The Boogie Down Bronx, heralded as the birthplace of hip hop, continues to deliver MCs for those unsatisfied with the current crop of artists, and one of those promising alternatives is Mala Reignz. With an unshakable focus and unyielding dedication to her grind, Mala has made major strides in her career lately, culminating in a coveted appearance in the Unsigned Hype column in The Source magazine’s June/July issue.
Meet Mala Reignz. MC first, female second.
A proverbial “complete package,” Mala is an intelligent, confidently fearless woman with sharp lyrics who also happens to be pleasingly easy on the eyes. And it is there where she makes a concerted effort to make it clear she is not interested in selling her looks, doing whatever she can to keep her mic skills in the forefront.

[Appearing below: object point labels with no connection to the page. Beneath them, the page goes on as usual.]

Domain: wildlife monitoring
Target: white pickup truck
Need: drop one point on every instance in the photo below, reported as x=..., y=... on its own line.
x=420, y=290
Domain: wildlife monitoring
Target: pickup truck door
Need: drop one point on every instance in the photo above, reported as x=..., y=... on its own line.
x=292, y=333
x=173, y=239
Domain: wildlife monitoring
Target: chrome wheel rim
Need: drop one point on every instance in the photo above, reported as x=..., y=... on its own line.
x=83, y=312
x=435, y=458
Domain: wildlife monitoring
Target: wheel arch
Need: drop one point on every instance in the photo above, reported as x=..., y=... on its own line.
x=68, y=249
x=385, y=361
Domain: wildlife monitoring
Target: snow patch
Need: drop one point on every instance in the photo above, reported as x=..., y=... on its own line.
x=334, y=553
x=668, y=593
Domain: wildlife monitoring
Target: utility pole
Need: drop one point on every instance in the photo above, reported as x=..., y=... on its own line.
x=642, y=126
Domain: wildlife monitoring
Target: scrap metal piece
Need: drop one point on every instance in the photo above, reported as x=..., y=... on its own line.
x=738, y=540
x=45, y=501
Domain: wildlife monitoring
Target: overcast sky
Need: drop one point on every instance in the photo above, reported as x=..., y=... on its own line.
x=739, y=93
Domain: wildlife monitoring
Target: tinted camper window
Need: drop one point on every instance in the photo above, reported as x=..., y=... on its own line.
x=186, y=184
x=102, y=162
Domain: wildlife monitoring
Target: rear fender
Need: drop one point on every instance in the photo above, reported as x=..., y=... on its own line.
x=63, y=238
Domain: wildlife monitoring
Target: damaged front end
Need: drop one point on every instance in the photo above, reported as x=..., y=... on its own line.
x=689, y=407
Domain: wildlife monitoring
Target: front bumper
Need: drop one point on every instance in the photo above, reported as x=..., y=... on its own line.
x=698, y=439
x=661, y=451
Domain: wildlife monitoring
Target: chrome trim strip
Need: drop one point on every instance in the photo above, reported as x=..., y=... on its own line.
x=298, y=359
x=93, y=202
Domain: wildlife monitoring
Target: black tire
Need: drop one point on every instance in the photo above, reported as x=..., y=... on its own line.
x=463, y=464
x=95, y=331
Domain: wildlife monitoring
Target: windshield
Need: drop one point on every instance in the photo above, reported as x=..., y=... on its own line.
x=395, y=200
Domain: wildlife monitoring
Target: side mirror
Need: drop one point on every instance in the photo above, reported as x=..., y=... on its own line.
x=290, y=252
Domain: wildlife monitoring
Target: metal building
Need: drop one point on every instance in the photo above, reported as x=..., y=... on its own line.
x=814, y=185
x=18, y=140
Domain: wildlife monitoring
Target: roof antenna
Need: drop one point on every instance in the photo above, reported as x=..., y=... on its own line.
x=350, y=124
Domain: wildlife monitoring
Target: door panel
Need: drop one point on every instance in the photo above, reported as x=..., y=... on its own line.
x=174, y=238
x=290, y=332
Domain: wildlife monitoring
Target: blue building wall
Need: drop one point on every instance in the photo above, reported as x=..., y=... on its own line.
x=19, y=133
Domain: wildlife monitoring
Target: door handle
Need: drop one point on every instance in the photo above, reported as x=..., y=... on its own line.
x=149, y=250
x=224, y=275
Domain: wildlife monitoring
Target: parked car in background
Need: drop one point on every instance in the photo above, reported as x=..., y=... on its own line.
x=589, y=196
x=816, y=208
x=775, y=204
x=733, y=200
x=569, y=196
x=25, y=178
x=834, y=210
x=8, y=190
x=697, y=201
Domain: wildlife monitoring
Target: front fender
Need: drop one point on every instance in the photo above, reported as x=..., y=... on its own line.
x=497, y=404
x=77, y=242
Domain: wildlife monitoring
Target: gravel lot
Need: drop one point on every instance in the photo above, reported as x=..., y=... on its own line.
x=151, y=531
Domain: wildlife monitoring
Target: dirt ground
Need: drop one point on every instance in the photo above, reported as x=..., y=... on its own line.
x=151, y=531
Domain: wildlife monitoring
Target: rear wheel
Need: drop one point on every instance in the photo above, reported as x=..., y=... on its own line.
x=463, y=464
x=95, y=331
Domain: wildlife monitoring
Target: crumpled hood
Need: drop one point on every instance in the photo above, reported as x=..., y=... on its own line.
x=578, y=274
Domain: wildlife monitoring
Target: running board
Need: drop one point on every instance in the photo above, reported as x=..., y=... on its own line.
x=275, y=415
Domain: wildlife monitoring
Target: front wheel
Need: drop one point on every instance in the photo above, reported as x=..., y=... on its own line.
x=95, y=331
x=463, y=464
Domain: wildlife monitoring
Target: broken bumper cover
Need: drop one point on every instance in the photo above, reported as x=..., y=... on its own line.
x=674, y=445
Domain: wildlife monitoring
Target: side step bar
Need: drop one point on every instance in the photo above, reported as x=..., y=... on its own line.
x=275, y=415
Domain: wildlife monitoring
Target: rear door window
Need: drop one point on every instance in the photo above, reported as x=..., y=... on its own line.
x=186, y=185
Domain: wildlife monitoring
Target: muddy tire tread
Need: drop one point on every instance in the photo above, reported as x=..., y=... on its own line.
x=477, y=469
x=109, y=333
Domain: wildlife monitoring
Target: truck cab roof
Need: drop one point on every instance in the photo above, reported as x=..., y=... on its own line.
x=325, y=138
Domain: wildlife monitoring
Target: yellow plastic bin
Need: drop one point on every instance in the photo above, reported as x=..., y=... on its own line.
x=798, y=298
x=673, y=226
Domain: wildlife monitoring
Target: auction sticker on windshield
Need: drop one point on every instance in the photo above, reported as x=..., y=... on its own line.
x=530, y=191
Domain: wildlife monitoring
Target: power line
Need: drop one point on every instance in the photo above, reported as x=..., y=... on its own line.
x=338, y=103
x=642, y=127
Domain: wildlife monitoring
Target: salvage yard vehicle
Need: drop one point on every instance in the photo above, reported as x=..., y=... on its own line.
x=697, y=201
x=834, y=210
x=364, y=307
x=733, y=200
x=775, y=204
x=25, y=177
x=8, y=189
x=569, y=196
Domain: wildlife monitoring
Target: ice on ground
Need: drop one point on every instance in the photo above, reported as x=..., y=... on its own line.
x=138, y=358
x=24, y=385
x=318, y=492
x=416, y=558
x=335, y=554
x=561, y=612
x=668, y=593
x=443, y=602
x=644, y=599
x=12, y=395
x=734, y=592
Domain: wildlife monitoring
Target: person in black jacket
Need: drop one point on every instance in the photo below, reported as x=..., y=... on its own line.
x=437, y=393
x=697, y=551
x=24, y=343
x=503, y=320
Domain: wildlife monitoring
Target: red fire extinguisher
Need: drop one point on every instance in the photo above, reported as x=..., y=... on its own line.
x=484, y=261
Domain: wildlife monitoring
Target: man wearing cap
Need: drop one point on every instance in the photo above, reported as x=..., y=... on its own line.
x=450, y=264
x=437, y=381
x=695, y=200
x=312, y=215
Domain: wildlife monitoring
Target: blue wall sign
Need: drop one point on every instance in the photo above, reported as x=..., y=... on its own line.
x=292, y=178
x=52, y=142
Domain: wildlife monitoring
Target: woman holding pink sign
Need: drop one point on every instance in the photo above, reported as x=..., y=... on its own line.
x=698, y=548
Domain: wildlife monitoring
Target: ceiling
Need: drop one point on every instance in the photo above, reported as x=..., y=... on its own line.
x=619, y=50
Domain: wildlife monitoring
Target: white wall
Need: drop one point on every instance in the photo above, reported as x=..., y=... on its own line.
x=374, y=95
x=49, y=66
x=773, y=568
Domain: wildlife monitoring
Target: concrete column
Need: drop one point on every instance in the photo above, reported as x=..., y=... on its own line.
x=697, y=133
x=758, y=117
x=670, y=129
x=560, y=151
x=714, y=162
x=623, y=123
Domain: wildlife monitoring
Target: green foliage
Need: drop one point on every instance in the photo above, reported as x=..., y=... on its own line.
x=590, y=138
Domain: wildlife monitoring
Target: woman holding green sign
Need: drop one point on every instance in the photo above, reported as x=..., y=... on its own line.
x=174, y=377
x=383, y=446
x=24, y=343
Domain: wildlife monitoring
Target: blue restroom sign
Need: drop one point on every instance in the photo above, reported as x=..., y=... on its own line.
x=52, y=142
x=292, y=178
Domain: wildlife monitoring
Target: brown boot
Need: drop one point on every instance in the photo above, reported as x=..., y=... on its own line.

Her critically acclaimed mixtape Miss Rap Supreme and more recent EP, Calm Before The Storm, certainly demonstrate those mic skills, and while her buzz is increasing, Mala is actually changing gears, consciously focusing on releasing less music rather than more. Her plan? To create well crafted songs, rather than flood the market with filler. Confident that her music will grab the listener, this “slow-it-down” approach is a part of a though-out plan, further separating the Bronx Bombshell apart from others who are not so forward thinking.
Formulating a plan of attack wasn’t always easy for Mala. Bouncing from manager to manager for years led to frustration with an apparent inability to market and properly promote a female MC. “It’s not the same thing as a female R&B artist,” she explains. “As an MC, you have to have street credibility and you have to be respected. People are so used to seeing that image. When you bring them something else, they don’t take it serious.”
Mala heaps praise on current manager Nicky “Jaaamz” Ramos. “We’re more like a team than just management and artist. We talk a million times a day, just ping ponging back and forth. Really, both of us go hard. I have a lot of respect for her and she has a lot of respect for me.” Indeed, the relationship seems to be just what Mala needed, and has clearly made a positive difference in the advancement of Mala’s career.
Born Adrienne Malave, Mala has been rhyming for roughly eight years, pursuing it professionally for the last four. Initially, she was a poetess, performing at poetry shows around the city. But with all of her poetry naturally rhyming and vocalized in a rhythmic cadence, people often thought she was simply rapping without a beat. Eventually adapting her poetry into rap, Mala spent many a late night writing, listening to music, often without the realization that she was writing to a beat she was hearing in the background.